Shared ground
The passage presents a leadership crisis under siege: the king hears a horrifying report, shows grief outwardly by tearing his clothes, and is revealed to have been wearing sackcloth already (an ongoing sign of mourning or humiliation). These are explicit narrative details (vv. 30–31).
It also sets two kinds of authority side by side. The king can swear oaths and send agents; Elisha is shown as a recognized public figure, seated with “elders,” and portrayed as having advance awareness of the king’s intent (vv. 31–32). The story’s tension is not only the famine outside the city but the internal breakdown of trust between ruler and prophet.
Finally, the king frames the catastrophe as “this evil” coming from Yahweh and concludes there is no point in “waiting” for Yahweh any longer (v. 33). That statement is explicit; what it implies about Yahweh’s role is where interpretation often becomes more careful.
Where interpretation differs (only where needed)
Who says the words in v. 33 and when? The text reports the messenger arriving and then “he said…” Some read this as the messenger delivering the king’s words. Others read it as the king arriving right behind the messenger and speaking for himself. Either way, the narrative point is the same: the royal voice (directly or through an agent) blames Yahweh for the disaster and rejects further waiting.
What the king means by blaming Yahweh. Some take the king’s words as a settled theological conclusion: Yahweh is the direct sender of the calamity, so hope is irrational. Others read the statement more as bitter accusation or despair: the king speaks as if Yahweh is against them, whether or not that is the narrator’s final explanation of causation.
Why Elisha is targeted. The passage clearly shows the king’s rage turning toward Elisha (v. 31). Interpreters differ on whether the king is holding Elisha responsible because he expects prophets to fix crises, because he thinks Elisha previously influenced the conflict, or because scapegoating a religious figure helps manage public anger when the military situation cannot be changed.
Why the disagreement exists
The Hebrew narrative moves quickly and leaves gaps: it does not spell out the king’s earlier expectations about “waiting for Yahweh,” does not fully explain the “son of a murderer” insult, and uses a reporting style in v. 33 that can sound like either quoted speech carried by the messenger or the king’s own words as he arrives.

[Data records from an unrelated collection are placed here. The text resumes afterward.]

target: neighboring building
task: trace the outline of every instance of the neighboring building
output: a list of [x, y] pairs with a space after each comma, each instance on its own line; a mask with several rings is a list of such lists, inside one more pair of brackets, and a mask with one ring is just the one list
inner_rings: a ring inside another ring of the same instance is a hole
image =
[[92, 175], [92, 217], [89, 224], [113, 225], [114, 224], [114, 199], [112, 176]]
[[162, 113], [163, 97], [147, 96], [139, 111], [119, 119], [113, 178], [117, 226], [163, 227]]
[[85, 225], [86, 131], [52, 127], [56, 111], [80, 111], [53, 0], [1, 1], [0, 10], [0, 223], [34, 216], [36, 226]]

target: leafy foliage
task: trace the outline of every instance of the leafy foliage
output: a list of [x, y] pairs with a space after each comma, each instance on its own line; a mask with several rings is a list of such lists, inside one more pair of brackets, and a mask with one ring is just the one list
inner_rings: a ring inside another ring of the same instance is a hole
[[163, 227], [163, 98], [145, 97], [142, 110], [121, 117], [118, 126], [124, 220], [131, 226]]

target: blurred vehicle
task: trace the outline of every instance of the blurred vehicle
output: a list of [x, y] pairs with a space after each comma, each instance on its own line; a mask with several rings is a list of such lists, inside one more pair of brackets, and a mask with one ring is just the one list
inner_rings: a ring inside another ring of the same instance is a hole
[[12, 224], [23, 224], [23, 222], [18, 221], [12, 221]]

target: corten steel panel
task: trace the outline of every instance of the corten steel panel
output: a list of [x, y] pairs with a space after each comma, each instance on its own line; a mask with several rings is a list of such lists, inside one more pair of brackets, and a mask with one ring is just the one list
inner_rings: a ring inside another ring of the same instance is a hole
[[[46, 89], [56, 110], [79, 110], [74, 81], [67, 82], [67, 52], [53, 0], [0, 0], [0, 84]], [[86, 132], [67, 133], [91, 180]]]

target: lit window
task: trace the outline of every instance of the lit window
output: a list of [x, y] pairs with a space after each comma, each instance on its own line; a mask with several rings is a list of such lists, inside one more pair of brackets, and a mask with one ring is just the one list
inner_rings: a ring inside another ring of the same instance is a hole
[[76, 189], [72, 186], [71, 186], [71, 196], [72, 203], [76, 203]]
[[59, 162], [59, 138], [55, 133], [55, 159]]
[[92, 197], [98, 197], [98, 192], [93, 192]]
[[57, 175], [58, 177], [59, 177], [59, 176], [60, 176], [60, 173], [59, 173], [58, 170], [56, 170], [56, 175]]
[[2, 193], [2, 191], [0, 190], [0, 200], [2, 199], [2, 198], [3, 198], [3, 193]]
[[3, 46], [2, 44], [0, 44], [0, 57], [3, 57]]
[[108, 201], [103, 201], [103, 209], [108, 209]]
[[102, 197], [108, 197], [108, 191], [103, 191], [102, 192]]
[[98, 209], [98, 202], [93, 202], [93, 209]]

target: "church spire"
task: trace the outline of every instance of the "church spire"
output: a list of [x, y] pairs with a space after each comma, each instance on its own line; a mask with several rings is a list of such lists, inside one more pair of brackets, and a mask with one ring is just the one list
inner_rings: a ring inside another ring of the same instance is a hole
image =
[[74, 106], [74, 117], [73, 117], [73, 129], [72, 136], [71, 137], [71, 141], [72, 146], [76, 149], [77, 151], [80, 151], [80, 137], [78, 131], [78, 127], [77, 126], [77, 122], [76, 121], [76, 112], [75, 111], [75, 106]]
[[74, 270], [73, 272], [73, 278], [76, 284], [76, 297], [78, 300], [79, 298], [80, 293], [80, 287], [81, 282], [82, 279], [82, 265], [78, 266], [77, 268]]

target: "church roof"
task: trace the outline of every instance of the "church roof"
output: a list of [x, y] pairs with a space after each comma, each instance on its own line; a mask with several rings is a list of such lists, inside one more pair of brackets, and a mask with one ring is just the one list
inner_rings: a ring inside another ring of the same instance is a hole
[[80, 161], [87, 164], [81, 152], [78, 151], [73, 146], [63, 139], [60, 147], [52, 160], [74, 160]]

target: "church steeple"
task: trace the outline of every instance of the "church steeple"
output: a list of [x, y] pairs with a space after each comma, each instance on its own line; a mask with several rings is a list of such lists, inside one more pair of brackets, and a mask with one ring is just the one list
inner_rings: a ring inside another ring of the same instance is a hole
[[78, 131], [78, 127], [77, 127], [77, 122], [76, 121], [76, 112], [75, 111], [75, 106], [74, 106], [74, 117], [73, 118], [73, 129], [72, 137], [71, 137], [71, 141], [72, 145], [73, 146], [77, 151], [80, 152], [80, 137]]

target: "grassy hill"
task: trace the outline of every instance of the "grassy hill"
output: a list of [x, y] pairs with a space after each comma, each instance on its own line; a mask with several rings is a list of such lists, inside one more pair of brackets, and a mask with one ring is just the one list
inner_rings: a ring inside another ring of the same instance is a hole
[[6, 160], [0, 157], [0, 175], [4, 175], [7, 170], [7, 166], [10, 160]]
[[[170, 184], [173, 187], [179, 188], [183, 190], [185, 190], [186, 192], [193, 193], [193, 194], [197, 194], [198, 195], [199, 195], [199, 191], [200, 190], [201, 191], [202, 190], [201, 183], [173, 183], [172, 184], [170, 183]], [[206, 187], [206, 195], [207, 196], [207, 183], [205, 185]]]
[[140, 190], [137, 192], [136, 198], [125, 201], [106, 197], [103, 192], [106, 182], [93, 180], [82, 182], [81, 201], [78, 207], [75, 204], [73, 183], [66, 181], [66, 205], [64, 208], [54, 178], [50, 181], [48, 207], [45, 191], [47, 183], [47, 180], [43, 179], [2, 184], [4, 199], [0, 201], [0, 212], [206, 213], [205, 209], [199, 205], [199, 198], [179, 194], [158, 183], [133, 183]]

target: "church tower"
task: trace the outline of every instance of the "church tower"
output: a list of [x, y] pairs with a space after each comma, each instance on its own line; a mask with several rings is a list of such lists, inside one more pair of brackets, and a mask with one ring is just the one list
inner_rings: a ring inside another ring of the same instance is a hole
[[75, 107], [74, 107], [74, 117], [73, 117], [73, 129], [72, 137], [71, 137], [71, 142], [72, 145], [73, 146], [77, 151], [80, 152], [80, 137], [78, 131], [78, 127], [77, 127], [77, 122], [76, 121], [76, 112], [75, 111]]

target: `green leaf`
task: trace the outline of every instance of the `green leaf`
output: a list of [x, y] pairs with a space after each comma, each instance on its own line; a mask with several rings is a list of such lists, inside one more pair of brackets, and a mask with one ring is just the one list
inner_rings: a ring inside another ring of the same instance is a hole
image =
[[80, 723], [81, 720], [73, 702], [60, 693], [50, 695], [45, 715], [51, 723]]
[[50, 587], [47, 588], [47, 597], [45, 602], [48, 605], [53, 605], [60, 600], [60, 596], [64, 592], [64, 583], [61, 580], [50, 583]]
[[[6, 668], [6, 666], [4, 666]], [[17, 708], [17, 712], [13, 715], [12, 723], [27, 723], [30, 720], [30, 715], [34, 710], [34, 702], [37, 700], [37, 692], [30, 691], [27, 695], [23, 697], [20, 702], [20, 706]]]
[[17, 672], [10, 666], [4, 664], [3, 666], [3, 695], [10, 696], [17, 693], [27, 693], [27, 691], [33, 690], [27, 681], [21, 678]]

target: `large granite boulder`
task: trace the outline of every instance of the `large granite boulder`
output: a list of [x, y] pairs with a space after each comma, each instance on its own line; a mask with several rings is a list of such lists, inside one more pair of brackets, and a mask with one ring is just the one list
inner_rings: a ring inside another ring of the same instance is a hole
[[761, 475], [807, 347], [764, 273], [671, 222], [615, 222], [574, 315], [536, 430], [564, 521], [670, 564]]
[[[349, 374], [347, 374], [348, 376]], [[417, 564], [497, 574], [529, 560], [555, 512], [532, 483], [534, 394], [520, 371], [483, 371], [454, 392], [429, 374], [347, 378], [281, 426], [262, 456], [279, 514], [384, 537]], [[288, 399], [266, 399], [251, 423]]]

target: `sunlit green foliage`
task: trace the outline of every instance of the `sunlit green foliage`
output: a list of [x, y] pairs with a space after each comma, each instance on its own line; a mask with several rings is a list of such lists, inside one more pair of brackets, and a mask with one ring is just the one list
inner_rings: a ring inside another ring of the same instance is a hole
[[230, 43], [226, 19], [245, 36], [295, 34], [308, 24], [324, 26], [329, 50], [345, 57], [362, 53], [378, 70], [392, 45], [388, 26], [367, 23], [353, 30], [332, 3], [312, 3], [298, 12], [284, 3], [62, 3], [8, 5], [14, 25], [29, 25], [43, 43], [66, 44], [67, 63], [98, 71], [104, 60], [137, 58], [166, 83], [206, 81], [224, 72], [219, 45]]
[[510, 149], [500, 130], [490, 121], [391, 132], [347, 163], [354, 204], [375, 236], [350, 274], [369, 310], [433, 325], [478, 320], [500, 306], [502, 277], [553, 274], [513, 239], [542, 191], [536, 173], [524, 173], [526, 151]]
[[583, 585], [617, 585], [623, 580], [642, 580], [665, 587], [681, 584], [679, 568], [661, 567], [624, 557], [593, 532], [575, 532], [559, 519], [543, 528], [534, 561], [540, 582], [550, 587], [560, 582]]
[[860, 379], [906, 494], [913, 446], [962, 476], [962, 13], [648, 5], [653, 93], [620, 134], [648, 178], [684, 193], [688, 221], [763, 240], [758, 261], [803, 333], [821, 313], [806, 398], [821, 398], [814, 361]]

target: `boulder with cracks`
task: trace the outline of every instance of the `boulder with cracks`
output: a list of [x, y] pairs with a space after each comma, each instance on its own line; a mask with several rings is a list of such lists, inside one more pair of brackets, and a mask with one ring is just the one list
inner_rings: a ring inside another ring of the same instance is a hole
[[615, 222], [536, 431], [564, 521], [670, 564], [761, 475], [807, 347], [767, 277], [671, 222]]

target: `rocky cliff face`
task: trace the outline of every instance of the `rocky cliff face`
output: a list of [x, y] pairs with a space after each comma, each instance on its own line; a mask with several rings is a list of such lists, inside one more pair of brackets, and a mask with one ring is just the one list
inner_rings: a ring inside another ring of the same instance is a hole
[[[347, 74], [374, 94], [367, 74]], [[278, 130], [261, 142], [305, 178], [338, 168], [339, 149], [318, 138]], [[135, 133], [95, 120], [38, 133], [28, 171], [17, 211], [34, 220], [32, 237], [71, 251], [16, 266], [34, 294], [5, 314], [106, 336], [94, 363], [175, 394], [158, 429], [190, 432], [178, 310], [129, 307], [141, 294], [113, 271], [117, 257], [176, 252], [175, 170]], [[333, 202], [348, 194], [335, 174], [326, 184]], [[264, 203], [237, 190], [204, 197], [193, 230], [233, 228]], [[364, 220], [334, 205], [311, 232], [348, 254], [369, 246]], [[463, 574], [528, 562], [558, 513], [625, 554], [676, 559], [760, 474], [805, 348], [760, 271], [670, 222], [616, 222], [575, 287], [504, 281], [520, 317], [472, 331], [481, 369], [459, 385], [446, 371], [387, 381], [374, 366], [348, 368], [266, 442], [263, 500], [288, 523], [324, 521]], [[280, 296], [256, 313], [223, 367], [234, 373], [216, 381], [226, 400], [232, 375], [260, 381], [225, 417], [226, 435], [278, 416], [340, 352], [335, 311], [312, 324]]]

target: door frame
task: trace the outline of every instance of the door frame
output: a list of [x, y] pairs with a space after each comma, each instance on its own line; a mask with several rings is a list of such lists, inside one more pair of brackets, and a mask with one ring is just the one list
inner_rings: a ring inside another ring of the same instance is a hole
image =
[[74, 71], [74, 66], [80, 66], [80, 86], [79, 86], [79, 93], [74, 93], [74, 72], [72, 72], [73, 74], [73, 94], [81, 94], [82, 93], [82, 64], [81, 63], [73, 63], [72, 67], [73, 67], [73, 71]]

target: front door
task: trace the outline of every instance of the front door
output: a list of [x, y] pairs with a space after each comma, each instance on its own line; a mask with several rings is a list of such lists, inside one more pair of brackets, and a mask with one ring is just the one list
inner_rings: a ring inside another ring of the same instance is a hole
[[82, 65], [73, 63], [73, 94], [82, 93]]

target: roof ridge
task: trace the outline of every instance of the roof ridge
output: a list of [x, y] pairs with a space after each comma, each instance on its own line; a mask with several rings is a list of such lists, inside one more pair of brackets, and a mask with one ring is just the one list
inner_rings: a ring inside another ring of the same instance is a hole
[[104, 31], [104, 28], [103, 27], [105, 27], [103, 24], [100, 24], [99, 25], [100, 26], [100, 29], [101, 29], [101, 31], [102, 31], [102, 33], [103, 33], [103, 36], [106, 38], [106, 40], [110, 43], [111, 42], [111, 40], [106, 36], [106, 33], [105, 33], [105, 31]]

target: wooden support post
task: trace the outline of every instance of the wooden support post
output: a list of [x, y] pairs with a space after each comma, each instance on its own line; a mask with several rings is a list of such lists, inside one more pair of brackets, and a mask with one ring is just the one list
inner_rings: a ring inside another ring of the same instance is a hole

What this passage clearly contributes
This scene shows how national disaster can produce both visible piety (sackcloth) and violent blame (a vow to kill the prophet) in the same leader. It also portrays prophetic insight as a real counterweight to royal power: Elisha anticipates the threat and organizes immediate resistance (barring the door) rather than submitting to the king’s impulse (vv. 32–33).
The passage adds a stark example of how people can talk about Yahweh in crisis: acknowledging Yahweh’s rule (“this evil is of Yahweh”) while simultaneously refusing to continue in hope (“why should I wait… any longer?”). That tension becomes a narrative hinge for what follows and for how the reader evaluates the king’s leadership in the siege context (2 Kings 6:24).